The drugs most likely to cause problems are TACROlimus, predniSONE, bactrim, acyclovir, and warfarin. I have been on those most of the time since transplant. I think I will be on them long term due to GVHD. The first three are most likely to have bad side effects.

I exercise 5 days a week walking. 3 to 3.5 MPH 2.5 to 5 miles mostly flat bike trail in good weather. 3.5 to 4 MPH 3.5 to 4 MPH on treadmill in bad weather. The other two days I do strength training. Problem is standing blood pressure after exercise ranges between systolic 58 to 90. Shortness of breathe not present after walking. It happens after a short hill, a high power event such as climbing a flight of stairs, walking up steep hill, or some of the strength exercises. It has been getting worth over the last 3 months.

Ray

bailie Sun May 1, 2016 08:01 PM

I would think the doctors would get you in for a echocardiogram very soon. I had four of them in about a 45 day period a couple of months ago. I first noticed as you describe. I was walking fine but running up the stairs or climbing up and down ladders was when I first noticed a problem.
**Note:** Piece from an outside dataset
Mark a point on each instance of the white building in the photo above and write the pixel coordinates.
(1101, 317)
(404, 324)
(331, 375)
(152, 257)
DanL Mon May 2, 2016 01:18 AM

Ray,

I have been thinking about this question for a couple of days and recall that when I was on higher dose prednisone that i suffered from shortness of breath on heavier exertion, like climbing, that my heart rate was substantially elevated and blood pressure was a little funny. I have not had this problem with Tac and have been on it for over 2 years now. Prednisone also causes your white blood cell count to artificially inflate as it pulls wbcs out of reserve pockets, and it can cause the factory to over rev, creating funky looking neutrophils. I believe that most of that resolves if you reduce or stop the prednisone, assuming no other issues are present.
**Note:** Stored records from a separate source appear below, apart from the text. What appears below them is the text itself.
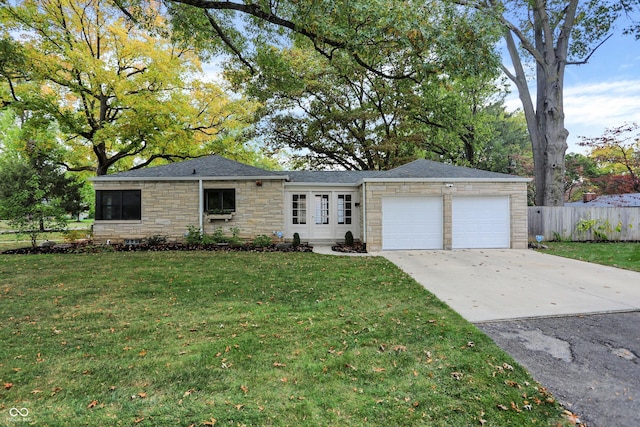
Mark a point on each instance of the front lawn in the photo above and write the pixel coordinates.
(217, 338)
(621, 255)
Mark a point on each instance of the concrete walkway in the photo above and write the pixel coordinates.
(493, 284)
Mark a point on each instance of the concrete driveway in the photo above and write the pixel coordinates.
(540, 309)
(495, 284)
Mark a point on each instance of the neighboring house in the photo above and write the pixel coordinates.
(421, 205)
(608, 200)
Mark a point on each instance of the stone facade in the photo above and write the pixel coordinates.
(170, 207)
(376, 191)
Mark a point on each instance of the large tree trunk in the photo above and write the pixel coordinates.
(545, 121)
(550, 143)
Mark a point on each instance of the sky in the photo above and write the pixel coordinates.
(601, 94)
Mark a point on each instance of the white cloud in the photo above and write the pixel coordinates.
(590, 108)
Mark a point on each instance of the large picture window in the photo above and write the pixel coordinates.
(118, 205)
(344, 209)
(299, 206)
(220, 201)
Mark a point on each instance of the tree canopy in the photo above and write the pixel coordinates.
(548, 35)
(123, 95)
(617, 155)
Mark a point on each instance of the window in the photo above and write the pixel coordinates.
(118, 205)
(299, 209)
(344, 208)
(220, 201)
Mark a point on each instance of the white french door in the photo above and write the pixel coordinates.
(322, 215)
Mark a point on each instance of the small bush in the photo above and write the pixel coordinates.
(262, 241)
(74, 235)
(194, 235)
(156, 240)
(348, 238)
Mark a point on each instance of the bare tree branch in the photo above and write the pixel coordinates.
(586, 60)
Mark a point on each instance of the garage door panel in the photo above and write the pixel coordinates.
(481, 222)
(411, 223)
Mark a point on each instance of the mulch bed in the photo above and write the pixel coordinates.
(356, 248)
(70, 248)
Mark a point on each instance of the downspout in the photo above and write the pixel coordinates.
(201, 205)
(364, 213)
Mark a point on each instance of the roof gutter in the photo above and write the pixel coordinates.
(514, 179)
(109, 178)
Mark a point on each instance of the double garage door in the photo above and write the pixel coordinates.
(418, 222)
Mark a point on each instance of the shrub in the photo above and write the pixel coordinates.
(262, 241)
(156, 240)
(77, 234)
(194, 236)
(348, 238)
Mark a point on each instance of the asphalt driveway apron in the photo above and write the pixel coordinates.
(574, 325)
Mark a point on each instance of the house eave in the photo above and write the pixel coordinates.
(189, 178)
(376, 180)
(322, 184)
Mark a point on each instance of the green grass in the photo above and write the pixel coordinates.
(621, 255)
(186, 338)
(9, 240)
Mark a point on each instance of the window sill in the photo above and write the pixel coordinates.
(219, 217)
(114, 221)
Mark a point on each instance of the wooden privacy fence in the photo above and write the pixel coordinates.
(583, 223)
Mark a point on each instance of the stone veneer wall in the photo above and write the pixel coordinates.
(517, 192)
(170, 207)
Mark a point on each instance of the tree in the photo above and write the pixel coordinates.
(617, 154)
(581, 171)
(335, 114)
(35, 197)
(550, 34)
(123, 96)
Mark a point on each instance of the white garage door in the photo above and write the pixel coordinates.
(481, 222)
(411, 223)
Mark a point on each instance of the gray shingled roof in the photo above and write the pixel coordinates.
(210, 166)
(429, 169)
(217, 166)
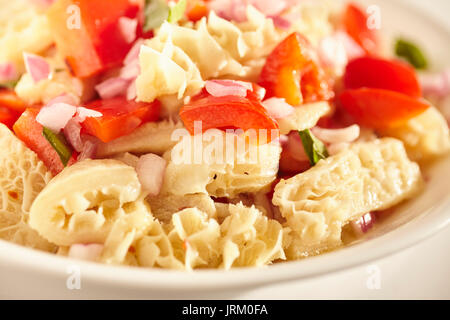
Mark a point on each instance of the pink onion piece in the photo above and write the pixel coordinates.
(72, 132)
(89, 252)
(37, 67)
(281, 23)
(352, 48)
(295, 147)
(83, 113)
(150, 170)
(222, 88)
(8, 72)
(128, 27)
(56, 116)
(348, 134)
(363, 224)
(64, 98)
(332, 53)
(278, 108)
(112, 87)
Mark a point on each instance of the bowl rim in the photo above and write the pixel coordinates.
(429, 223)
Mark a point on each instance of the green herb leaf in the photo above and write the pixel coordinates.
(411, 53)
(177, 11)
(9, 84)
(314, 148)
(59, 143)
(156, 12)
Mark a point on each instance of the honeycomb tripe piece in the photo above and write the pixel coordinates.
(425, 136)
(366, 177)
(81, 204)
(249, 239)
(22, 177)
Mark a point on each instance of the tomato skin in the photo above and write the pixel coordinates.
(378, 108)
(291, 73)
(98, 44)
(227, 112)
(355, 24)
(196, 9)
(29, 131)
(120, 117)
(380, 73)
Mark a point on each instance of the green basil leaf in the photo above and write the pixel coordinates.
(59, 143)
(177, 11)
(314, 148)
(156, 12)
(411, 53)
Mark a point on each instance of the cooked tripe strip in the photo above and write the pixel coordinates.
(22, 177)
(22, 29)
(82, 203)
(249, 239)
(179, 58)
(426, 136)
(152, 137)
(304, 117)
(192, 240)
(319, 202)
(221, 174)
(126, 230)
(165, 205)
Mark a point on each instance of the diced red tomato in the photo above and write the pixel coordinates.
(196, 9)
(291, 73)
(8, 117)
(11, 106)
(98, 43)
(380, 73)
(355, 24)
(227, 112)
(378, 108)
(120, 117)
(29, 131)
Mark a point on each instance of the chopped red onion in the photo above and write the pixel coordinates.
(278, 108)
(295, 147)
(222, 88)
(56, 116)
(72, 132)
(348, 134)
(437, 85)
(150, 170)
(37, 67)
(112, 87)
(131, 70)
(83, 113)
(281, 22)
(128, 28)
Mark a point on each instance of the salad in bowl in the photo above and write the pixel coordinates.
(200, 134)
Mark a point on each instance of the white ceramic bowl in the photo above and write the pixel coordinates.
(33, 274)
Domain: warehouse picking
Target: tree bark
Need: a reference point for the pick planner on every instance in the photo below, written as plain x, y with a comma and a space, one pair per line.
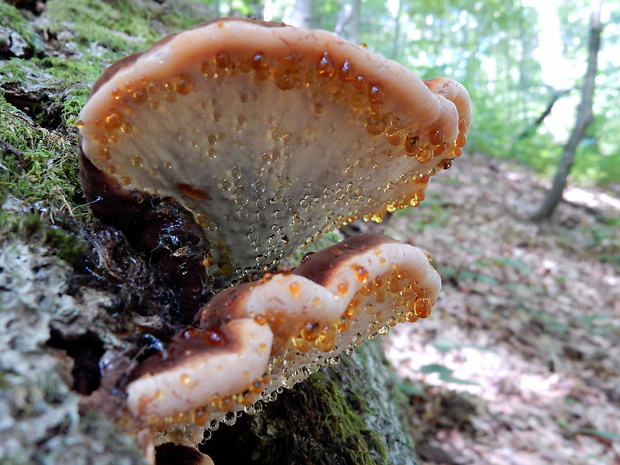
584, 118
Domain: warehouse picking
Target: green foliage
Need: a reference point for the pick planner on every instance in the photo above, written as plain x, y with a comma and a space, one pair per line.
445, 374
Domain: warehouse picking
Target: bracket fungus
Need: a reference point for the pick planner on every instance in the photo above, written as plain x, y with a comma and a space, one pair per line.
229, 146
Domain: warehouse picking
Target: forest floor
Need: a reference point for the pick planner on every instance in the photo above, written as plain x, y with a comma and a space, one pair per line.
520, 361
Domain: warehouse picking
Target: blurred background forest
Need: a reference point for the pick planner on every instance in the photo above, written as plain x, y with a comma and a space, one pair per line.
518, 59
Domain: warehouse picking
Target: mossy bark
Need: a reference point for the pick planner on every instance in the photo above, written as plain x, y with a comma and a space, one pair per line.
69, 286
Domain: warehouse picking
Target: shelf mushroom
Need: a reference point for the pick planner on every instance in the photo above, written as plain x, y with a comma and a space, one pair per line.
231, 145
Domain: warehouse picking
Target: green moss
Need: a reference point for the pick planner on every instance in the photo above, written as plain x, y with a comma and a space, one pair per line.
38, 180
117, 26
12, 19
342, 415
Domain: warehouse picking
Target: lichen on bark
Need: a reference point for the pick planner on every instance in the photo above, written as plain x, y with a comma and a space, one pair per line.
69, 285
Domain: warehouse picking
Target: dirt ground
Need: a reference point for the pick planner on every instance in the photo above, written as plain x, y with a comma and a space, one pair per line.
520, 361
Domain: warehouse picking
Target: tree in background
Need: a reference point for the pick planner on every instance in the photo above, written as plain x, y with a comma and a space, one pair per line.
584, 119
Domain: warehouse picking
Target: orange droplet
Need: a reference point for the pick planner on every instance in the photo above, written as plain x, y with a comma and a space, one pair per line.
285, 79
375, 94
423, 307
361, 273
435, 136
184, 84
222, 60
325, 66
346, 72
214, 336
192, 192
411, 143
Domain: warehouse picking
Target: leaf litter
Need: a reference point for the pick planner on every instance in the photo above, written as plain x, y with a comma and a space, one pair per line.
519, 362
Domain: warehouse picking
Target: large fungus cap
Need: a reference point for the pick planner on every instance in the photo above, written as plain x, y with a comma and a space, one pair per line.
259, 337
269, 134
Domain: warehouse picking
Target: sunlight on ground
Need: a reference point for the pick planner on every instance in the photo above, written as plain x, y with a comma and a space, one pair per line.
518, 362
One thing to really look out for is if you have significantly increased sweating. I picked up PCP (pneumocystis pneumonia) in 2010 while on prednisone and my two symptoms were shortness of breath and extreme sweating in the morning. I did not carry a fever and generally felt better as the day progressed. The symptom that finally got me was that my legs, despite all of the walking and exercise I was doing felt like they were going to give out one day when stepping off of a sidewalk.

We had to do a bronchoscopy to find the pneumonia, because it did not show up on the CT or Xray.

Just a word of caution since you are on so much immune suppression.